I saw hawks. I ate food grown in the lovely garden. I got a delicious massage. I re-taught myself how to do nothing, which is much harder than I remembered. “I’ve been watching you for pointers,” I said to a woman who was clearly luxuriating in the nothingness by the ocean each day, reading, iPod-ing, just staring at the sea. She smiled. “Yes, I’m here to do a lot of nothing.”

I booked a sailing cruise around the islands and saw seals lolling and a bald eagle perched. I stuffed fresh mint from the tea bar into my water bottle, talked to really interesting people–the group shifted midway through from mellow Joan Borysenko workshoppers about my mom’s age to younger folks at the cutting edge of sustainability, storytelling, and building community for an invite-only gathering. Coincidences and synchronicities abounded–my dorm-mate just moved to the block I lived on for seven years. I sat with people at breakfast whose son consults for my company, and many, many more of those “Oh, wow, that’s really weird” moments.

My last night, finally feeling softer and more liquid inside, I went on a kayaking trip at sunset to check out some rare bioluminesence. You can see it in a few spots a few months a year. As it darkened, the water turned into a pastel-colored milk of easy waves. We paddled through pockets of hot air. Saw deer, the occassional cabin, a lone seal’s head popping through the dusky waters, silhouetted against the pink and orange and blue sky. Then we hit a patch where Brian the naturalist told us we could see the dinoflagellates–essentially glow-in-the-dark plankton, fireflies of the sea. What we’d be seeing was a defense mechanism–the teeny tiny dust-sized creatures “getting scared” and lighting up as a result–to distract preying fish from eating it.
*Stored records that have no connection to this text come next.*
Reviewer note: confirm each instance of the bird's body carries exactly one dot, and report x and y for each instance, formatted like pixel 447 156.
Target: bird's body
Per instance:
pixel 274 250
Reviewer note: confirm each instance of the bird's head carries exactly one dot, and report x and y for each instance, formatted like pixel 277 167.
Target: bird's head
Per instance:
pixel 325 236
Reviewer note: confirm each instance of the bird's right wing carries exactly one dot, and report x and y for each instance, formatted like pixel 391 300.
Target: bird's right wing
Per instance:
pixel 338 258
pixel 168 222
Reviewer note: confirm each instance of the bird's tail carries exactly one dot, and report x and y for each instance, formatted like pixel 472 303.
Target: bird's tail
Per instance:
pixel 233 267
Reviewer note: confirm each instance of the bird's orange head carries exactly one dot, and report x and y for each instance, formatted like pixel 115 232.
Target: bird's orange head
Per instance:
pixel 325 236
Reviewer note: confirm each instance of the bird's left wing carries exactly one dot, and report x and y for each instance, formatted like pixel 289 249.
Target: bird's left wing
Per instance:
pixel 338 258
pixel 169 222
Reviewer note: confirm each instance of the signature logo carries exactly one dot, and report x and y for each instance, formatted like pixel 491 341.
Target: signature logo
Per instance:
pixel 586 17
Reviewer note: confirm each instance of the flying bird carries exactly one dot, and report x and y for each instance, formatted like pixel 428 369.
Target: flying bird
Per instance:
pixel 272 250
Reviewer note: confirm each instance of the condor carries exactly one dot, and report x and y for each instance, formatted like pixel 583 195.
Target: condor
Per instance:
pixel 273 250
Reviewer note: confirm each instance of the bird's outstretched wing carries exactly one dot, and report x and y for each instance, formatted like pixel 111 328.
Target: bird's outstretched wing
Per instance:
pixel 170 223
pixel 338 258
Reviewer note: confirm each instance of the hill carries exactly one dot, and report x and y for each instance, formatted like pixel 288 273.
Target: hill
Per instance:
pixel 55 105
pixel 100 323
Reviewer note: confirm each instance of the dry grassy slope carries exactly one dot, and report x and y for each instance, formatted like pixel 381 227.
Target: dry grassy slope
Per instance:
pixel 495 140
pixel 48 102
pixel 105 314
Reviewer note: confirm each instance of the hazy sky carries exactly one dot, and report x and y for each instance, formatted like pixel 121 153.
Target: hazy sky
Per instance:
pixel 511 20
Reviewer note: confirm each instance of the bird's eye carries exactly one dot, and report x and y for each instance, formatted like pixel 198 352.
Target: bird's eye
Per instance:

Sad but cool.

I dipped in my hand and thought maybe I saw some glitter. But a few minutes later, I rustled the water and saw a whole ton of glitter, sparkling, glowing particles following my hand, as though I was running my fingers through a pool of stars. My paddles left glowing foam trails, Seaweed dragged across the water’s surface left a trippy path. And when I held up my hand after a swish and waited about 10 seconds, I saw a few dots of blinking glitter on my hand.

Back at my desk, vacation bliss is evaporating, as is natural. But when I close my eyes I can feel the cold water and see the meditation sanctuary, a sacred-feeling room that looks like a home for Buddhist hobbits, remember fingers kneading my muscles, absorb the alive energy of the garden, and take in the expanse of silently rippling sea. Sigh. Lovely.

Have you had any peaceful vacation moments this summer? Do share.